Today the public comment period ended for two proposals by the Public Company Accounting Oversight Board that we believe could dramatically increase the scope, length, cost and complexity of the public company audit. As we described in our September 10 client newsflash, the proposals would:
- require the auditor to make an express statement within the audit report as to the absence of material misstatements in the company’s annual report – including all non-financial statement information, and
- require the auditor to communicate in the audit report “critical audit matters,” defined as “those matters addressed during the audit that (1) involved the most difficult, subjective, or complex auditor judgments; (2) posed the most difficulty to the auditor in obtaining sufficient appropriate evidence; or (3) posed the most difficulty to the auditor in forming the opinion on the financial statements.”
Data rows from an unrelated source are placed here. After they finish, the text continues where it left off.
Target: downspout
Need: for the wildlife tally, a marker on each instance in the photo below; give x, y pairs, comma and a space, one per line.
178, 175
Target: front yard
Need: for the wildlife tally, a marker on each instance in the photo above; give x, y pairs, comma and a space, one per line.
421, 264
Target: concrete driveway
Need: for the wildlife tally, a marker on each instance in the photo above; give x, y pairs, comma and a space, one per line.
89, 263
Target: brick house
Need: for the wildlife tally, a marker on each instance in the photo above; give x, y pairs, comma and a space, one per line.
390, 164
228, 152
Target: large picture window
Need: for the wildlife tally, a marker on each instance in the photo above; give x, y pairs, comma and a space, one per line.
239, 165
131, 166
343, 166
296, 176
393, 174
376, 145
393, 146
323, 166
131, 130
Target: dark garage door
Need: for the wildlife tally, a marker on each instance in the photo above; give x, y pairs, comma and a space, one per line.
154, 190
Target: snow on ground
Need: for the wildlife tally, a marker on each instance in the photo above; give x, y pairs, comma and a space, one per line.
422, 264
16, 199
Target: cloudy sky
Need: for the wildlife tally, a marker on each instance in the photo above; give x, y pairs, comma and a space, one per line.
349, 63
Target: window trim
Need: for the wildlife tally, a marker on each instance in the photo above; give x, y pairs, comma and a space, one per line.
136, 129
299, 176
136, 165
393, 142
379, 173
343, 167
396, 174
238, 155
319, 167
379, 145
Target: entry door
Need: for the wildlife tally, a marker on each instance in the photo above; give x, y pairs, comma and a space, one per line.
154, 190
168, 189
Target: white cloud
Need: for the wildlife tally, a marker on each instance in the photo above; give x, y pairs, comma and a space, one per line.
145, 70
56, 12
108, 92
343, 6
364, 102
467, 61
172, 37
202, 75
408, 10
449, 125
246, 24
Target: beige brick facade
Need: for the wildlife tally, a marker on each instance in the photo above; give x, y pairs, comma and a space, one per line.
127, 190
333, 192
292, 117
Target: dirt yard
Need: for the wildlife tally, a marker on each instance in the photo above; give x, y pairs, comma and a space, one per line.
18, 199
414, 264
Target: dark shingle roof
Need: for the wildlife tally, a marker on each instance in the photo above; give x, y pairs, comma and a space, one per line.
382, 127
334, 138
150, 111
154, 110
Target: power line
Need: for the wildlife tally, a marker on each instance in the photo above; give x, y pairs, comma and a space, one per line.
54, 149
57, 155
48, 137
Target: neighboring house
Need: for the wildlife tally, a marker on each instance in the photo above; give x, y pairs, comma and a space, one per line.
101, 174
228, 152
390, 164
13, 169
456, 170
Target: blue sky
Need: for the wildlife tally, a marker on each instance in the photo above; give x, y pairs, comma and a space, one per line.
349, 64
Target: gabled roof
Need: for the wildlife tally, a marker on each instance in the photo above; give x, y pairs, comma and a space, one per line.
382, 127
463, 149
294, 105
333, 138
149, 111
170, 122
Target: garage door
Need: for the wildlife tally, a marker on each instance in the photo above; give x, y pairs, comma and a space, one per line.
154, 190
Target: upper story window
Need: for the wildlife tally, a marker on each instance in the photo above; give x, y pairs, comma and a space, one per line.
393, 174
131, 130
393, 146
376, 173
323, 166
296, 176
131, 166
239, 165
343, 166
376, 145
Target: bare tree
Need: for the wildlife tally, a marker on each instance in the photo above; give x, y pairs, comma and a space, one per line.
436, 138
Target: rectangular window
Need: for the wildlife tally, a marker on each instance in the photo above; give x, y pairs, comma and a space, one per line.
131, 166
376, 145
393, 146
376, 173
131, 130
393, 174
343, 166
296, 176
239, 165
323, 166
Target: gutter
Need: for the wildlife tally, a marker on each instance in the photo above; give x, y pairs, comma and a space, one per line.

The PCAOB expects the proposals “to increase the informational value of the auditor’s report.” Davis Polk filed a comment letter with the PCAOB today expressing our concerns with the proposals, explaining that the costs – including increased pressure on management, audit committees and auditors during already-hectic annual reporting periods – are difficult to justify compared to the anticipated benefits. More fundamentally, we believe that if additional information for investors is the goal, the public company itself should be the source of that information – not a third party who lacks any particular expertise in communicating with investors and the marketplace. Our comment letter is available here.
We hope that as more companies become aware of the potential negative consequences of the proposals and make their views known to the PCAOB and the SEC, the regulators will reconsider the need for action.